Still, prices remain elevated as the year-over-year numbers for both the Producer Price Index (PPI) and Consumer Price Index (CPI) remain at stunningly high levels, and the Fed cannot be happy with it. Core inflation remains very hot, which strips out food and energy. While the job market still seems strong, productivity was once again a negative in second quarter and unit labor costs are also higher than expected. This all means less bottom line for businesses while needing to hike prices to deal with higher raw material costs and perhaps a slowing consumer. It's hard to see the positives here, but the stock market is certainly trying.
From the recent lows two months ago the stock market is up a tremendous 15% (S&P 500) over that span. Even so, the index is under water for 2022, though it is gaining ground quickly. We noted in our rundown Wednesday the potential clash of two celestial bodies -- the big downtrend line that started from the beginning of 2022 and the price action thrust from the lows in mid-June. We could see these two come together very soon and perhaps near the 4,300 level, where big decisions will be made (sell into the resistance or keep on buying for the rally to continue).

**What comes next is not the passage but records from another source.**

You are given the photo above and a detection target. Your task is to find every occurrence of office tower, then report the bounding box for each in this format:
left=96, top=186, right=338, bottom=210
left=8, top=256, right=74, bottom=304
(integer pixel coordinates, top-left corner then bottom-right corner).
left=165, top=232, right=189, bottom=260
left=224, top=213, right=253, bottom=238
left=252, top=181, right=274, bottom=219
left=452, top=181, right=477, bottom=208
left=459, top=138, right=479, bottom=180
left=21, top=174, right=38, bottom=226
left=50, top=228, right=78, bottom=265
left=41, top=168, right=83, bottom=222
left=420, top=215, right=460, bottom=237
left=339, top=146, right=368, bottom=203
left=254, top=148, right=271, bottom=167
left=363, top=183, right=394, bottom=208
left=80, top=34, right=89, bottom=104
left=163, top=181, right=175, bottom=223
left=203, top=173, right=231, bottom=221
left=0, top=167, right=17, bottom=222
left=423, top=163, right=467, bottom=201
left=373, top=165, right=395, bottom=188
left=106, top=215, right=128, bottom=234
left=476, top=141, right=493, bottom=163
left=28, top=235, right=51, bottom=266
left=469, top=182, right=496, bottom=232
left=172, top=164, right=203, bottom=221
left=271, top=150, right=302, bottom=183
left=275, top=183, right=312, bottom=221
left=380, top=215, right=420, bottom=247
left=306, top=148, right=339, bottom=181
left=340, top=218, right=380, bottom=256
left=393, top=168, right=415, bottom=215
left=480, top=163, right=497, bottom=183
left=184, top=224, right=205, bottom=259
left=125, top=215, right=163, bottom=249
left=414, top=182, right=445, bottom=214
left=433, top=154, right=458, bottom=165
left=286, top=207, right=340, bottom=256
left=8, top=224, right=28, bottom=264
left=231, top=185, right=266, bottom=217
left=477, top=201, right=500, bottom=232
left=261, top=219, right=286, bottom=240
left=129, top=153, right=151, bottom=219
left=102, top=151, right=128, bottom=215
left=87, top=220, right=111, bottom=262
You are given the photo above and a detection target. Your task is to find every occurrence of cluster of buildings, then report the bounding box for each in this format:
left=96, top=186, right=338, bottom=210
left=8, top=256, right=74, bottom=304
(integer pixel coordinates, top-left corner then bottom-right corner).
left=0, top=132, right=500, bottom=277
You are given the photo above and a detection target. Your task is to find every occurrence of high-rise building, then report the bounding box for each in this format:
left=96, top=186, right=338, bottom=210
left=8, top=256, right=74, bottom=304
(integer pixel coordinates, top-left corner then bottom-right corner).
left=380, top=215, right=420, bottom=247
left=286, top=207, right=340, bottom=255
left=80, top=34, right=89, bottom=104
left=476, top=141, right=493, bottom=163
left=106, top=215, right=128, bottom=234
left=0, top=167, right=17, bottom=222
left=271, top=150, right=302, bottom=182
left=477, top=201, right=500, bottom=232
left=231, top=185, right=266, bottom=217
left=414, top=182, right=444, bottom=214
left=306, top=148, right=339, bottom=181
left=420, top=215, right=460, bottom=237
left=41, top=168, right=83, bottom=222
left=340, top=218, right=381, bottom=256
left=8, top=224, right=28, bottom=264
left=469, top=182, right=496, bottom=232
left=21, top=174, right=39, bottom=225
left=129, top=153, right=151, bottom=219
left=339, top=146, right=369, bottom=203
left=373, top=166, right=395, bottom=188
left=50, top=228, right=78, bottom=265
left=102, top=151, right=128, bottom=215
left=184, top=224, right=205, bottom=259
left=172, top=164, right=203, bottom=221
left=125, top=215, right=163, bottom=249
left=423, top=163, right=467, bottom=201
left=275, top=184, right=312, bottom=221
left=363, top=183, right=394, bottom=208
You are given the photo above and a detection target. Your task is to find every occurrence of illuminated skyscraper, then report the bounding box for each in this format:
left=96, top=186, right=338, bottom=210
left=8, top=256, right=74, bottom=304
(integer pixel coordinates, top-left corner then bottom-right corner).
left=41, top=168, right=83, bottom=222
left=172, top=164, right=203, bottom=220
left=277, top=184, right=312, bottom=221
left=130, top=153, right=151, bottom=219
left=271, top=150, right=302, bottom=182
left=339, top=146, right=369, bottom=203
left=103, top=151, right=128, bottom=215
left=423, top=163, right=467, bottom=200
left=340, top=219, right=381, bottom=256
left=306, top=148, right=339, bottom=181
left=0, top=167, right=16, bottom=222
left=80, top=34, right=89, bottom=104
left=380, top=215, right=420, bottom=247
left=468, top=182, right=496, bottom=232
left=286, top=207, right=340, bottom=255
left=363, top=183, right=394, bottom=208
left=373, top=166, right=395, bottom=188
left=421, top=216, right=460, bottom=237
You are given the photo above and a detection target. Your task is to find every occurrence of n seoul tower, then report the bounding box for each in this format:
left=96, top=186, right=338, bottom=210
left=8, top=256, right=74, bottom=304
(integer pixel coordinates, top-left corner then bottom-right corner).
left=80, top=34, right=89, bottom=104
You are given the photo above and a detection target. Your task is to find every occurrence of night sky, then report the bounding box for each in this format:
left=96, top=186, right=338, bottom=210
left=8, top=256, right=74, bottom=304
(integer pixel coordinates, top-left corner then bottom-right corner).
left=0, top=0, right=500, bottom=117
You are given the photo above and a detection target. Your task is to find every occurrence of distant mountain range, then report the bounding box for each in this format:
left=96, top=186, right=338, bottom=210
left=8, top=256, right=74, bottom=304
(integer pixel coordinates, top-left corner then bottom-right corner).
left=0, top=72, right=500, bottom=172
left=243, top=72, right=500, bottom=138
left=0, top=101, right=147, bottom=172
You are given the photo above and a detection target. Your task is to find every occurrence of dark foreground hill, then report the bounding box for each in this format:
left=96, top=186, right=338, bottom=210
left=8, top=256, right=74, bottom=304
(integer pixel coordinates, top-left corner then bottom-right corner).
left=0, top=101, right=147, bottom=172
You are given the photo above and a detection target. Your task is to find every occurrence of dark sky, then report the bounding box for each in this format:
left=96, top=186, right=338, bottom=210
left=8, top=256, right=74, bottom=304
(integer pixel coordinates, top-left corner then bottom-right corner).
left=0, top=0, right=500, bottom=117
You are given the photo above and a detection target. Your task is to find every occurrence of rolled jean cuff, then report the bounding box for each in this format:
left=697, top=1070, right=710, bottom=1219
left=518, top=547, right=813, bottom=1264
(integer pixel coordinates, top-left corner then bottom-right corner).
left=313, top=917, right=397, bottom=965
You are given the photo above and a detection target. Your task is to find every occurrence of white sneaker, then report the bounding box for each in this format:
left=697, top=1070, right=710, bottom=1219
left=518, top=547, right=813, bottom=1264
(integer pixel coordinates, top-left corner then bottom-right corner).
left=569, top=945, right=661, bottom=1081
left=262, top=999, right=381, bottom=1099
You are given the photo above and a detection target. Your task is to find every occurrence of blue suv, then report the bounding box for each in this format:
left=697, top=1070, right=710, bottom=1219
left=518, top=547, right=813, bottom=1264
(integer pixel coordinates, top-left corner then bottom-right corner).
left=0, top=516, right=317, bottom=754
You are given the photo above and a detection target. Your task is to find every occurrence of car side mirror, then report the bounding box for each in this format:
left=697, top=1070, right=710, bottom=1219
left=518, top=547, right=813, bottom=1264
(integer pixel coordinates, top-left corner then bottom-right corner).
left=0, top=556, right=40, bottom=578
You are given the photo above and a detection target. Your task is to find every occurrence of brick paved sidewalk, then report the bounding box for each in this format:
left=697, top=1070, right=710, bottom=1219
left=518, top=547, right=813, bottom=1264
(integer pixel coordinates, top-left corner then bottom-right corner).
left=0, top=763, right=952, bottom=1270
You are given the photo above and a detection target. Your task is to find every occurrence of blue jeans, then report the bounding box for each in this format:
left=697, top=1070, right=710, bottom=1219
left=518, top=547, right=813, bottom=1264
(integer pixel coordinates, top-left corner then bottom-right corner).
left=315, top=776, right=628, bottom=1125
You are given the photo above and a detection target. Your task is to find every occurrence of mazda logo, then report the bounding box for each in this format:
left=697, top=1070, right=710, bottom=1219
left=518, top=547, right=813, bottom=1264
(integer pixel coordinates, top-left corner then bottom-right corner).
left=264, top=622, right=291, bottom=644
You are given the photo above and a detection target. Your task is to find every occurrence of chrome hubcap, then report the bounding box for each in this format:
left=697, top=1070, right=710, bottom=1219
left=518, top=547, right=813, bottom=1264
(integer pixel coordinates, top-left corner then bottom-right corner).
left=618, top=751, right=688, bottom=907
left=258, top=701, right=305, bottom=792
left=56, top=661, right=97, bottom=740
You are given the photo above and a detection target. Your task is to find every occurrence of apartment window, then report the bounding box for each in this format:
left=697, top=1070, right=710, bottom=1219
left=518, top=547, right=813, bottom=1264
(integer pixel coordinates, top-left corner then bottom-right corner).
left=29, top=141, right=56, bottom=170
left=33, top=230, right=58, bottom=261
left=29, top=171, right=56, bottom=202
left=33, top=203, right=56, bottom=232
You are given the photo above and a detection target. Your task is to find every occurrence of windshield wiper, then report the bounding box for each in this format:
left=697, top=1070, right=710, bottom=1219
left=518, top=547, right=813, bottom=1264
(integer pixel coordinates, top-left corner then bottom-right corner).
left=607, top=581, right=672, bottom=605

Earnings this week remain a mixed bag. Walt Disney Co. (DIS) beat and provided a bit of color for the rest of the year as it increased prices. This seems to be the theme for the rest of 2022, which creates more uncertainty as we move into the fall.
Technically, the markets are still very overbought and could be vulnerable to a pullback at any time. Oscillators are swelling, but breadth remains the one indicator that is leading the markets higher. Strong breadth means more buyers are showing up.
An interesting stat this month: Of the nine trading days so far in August, seven of those days for the S&P 500 ended down and only two were up. Those two were Aug. 3 and Aug. 10. Based on the preceding, you might expect the S&P 500 to be down for the month, but no, it is actually UP 1.8% so far in August! Pretty incredible that two sessions this month have carried the markets higher.